Carole Kravetz’ “Taxi Dance” presents another slant on urban loneliness. It’s a lyrical little film about dance, sex and the power of nocturnal body English, set on an abandoned stage where two strangers have a brief, blazing encounter. Saundra Sharp’s “Picking Tribes,” which I already had the pleasure of reviewing for the recent Black Talkies on Parade film competition (where it won first prize), is a marvelous autobiographical tale of a young girl coming gradually to terms with her mixed black and Native American heritages. It packs so much into its narration, music, animation and collage that you seem to experience half a lifetime in barely seven minutes.

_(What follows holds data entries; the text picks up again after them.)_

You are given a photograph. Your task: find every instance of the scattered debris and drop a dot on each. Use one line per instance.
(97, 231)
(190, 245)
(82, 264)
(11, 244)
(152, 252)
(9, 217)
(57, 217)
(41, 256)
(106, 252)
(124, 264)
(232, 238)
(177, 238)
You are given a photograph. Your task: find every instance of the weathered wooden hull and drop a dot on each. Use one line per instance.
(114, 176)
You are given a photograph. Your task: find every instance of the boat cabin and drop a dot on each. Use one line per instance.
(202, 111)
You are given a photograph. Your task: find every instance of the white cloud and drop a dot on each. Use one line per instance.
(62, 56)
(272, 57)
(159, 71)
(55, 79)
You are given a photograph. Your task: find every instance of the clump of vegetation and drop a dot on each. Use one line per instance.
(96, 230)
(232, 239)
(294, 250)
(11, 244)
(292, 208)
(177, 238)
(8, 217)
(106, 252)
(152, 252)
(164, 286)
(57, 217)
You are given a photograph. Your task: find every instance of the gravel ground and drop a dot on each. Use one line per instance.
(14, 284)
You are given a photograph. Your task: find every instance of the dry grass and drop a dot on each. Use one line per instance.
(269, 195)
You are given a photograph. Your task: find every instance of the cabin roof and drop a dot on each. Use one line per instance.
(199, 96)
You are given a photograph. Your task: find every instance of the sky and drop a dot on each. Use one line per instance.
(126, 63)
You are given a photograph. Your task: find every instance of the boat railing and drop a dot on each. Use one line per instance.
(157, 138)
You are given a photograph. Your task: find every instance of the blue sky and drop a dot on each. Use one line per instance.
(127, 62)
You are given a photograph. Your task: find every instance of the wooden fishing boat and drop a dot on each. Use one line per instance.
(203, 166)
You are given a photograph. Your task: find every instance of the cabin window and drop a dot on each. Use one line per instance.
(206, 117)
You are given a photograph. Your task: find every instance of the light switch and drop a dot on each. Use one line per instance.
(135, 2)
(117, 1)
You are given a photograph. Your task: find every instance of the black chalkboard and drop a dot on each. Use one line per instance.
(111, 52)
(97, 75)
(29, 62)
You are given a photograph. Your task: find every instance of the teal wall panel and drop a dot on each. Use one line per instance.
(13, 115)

Finally there is Rupert Nadeau’s “Tracks,” a nastily funny road picture in which a bearish, sweaty vacuum cleaner salesman (Carlo Michael Mancini) murders his lover and her boyfriend, then takes them along on a perverted parody of the usual love-on-the-run movie, from “Gun Crazy” to “Badlands.” Nadeau seems to owe much of his attack to the Coen brothers (“Blood Simple” and “Raising Arizona”), but he adds some acrid spice and weird tricks of his own. In one virtuoso shot, the camera plays mirror games while the dead lovers spring to life in a desultory motel dance.

“Tracks” could easily be expanded into a full-length movie. So, with a better ending, could “Loose Ends.” “Taxi Dance” and “Picking Tribes” are fine as they are. And, like the rest of the films, they are a breath of cinematic fresh air in the usual wasteland of crazed slashers, careening cars, deal-making and grosses-worship.